Ese fue el único instante en que sentí mi corazón dar un vuelco. Como un resorte todas nos levantamos de nuestro asiento y nos colocamos en posición una detrás de la otra. « ¡Enganchar!»... «equipos re-vi-sar!» y nosotras seguíamos cada orden con prontitud según lo aprendido... ¡VAAAAA!!!!!! ¡VAAA!.... ! ¡VAAAA!!!, y una por una íbamos hacia la enorme puerta abierta del búfalo y nos lanzábamos sin siquiera pensarlo. La sensación del vacío que se experimenta es increíble e inenarrable, la fuerza del viento a 1,500 pies te azota la cara en un primer instante y luego, en tu perfecta posición de «yevi» aprendida entre lágrimas y arena, sientes que la ráfaga de aire de la turbina te levanta para luego soltarte como si fueras un copo de nieve suspendido en el cielo... es ese el momento de completo éxtasis en que eres sólo tú y nadie más.

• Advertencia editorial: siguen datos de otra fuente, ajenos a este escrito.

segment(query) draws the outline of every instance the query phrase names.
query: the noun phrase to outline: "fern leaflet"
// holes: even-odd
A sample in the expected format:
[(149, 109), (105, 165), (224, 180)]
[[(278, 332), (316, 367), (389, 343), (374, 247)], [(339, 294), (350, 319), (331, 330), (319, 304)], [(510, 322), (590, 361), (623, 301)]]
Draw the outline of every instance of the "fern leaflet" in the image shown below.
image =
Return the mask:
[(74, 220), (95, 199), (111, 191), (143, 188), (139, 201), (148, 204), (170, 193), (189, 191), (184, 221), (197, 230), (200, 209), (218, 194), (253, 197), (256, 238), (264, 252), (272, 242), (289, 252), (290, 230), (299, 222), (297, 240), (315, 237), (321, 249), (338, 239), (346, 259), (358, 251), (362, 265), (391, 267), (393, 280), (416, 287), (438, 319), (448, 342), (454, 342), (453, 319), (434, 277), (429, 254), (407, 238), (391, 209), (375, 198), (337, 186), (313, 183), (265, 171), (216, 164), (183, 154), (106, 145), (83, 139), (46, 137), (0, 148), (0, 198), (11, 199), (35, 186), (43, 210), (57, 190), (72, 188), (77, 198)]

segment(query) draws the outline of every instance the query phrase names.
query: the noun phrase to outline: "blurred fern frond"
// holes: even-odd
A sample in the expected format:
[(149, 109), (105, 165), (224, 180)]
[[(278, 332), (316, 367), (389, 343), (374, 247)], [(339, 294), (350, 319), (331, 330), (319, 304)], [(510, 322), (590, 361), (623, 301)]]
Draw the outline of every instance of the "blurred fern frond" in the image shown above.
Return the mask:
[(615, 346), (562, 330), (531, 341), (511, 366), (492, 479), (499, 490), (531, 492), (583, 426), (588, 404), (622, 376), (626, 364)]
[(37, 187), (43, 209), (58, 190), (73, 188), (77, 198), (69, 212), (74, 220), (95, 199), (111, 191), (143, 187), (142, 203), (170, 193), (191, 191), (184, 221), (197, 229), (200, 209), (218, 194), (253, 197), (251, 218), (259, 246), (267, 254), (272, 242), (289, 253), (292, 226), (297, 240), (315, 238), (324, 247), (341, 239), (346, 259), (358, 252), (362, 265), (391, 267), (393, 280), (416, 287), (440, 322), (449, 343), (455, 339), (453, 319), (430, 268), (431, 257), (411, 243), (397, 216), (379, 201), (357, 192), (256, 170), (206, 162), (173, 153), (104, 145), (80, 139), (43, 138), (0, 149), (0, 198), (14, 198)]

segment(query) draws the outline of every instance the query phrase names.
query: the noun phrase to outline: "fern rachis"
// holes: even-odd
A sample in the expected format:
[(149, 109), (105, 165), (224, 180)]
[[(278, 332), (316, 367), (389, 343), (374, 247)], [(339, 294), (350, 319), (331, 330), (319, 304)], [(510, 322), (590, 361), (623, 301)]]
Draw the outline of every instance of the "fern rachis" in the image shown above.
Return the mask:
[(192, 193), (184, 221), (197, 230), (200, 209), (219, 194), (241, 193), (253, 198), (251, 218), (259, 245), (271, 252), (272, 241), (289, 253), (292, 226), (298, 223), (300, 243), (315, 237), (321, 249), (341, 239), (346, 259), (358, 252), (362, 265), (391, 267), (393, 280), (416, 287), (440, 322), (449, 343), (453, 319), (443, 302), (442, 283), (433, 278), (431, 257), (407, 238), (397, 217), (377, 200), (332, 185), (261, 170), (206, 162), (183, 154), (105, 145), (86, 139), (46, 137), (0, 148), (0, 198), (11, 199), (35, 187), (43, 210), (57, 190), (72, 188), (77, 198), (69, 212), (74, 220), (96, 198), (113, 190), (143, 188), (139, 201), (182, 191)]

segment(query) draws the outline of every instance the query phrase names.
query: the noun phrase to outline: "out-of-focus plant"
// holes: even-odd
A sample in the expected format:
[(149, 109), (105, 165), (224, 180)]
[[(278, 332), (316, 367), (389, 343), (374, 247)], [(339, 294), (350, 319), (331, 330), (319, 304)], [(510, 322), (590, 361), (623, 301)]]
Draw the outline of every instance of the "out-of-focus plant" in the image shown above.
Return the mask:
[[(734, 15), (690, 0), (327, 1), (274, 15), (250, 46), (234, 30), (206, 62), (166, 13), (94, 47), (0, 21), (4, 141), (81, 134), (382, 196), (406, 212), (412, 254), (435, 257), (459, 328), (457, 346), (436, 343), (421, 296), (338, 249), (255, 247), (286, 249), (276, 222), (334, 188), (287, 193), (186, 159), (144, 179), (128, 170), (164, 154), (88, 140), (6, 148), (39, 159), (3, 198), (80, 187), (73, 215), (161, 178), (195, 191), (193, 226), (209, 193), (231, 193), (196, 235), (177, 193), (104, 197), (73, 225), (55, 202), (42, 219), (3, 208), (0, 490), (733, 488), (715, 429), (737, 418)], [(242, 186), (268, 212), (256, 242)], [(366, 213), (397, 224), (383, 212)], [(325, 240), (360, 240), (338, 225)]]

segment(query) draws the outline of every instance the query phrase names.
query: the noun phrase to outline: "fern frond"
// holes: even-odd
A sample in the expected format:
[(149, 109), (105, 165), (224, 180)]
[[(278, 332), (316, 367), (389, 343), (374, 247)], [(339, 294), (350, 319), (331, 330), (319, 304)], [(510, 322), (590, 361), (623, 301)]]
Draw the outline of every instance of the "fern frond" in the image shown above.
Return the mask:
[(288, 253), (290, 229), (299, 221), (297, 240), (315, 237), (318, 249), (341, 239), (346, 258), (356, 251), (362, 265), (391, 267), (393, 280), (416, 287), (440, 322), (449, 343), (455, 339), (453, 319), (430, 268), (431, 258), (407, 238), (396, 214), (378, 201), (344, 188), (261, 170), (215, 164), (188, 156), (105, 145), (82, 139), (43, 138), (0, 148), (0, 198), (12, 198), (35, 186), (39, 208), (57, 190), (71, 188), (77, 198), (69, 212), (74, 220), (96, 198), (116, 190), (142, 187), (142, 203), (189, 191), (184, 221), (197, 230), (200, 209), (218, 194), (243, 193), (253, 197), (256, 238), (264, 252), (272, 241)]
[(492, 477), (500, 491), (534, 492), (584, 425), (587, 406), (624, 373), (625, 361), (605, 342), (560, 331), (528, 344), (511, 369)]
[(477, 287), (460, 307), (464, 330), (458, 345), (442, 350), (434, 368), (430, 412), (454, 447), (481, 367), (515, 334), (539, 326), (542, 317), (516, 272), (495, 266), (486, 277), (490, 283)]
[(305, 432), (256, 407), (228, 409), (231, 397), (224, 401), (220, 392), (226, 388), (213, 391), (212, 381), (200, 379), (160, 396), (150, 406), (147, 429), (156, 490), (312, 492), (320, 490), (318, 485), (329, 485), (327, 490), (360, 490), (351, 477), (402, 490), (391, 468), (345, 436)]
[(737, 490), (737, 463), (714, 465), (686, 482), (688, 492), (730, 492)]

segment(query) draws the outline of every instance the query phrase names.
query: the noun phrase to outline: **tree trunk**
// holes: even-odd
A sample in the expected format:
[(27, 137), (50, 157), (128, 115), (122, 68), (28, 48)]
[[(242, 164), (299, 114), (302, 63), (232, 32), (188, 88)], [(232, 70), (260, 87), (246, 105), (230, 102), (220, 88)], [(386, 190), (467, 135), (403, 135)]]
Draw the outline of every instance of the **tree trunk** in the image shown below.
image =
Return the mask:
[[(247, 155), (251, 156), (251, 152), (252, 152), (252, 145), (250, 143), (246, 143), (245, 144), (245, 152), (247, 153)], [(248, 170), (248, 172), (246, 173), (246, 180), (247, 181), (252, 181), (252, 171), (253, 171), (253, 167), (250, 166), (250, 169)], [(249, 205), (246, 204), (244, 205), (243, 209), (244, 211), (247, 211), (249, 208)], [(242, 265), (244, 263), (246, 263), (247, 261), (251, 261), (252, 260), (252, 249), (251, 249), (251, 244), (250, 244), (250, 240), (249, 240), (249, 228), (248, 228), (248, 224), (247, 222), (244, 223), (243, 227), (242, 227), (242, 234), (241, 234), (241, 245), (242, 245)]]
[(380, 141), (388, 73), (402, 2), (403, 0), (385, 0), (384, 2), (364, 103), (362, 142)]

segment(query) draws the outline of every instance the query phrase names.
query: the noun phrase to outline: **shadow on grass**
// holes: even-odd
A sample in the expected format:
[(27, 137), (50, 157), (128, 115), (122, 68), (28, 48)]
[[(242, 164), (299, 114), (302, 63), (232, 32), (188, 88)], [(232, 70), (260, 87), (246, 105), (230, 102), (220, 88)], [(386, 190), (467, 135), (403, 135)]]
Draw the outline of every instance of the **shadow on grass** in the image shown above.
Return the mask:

Luego de pensar en lo maravilloso que era Dios de permitirme vivir este momento recordé mi pica-pica... caray, mi papi iba a estar mirándome, yo sabía que él había recordado contar uno, dos, tres, cuatro, cinco... ¡ésa es Patsy!, así que en completo estado de exaltación solté una de mis manos de las cuerdas, me la metí dentro de la camisa y ahí estaba el sobre con los papelitos, los saqué riendo a carcajadas, ¡ahí van... ahí van...!!

Caí bastante lejos del supuesto punto de aterrizaje y luego de lidiar con el viento por fin pude controlar el velamen... lo doblé y lo metí en la mochila; empecé a caminar por el arenal mientras me saludaba con otras compañeras, « ¿todo bien?», «sí»... hasta que veo a mi padre venir corriendo hacia mí y estrecharme en un fuerte abrazo. « ¿Me viste?», le pregunté. «Claro, estuve contando», me respondió él.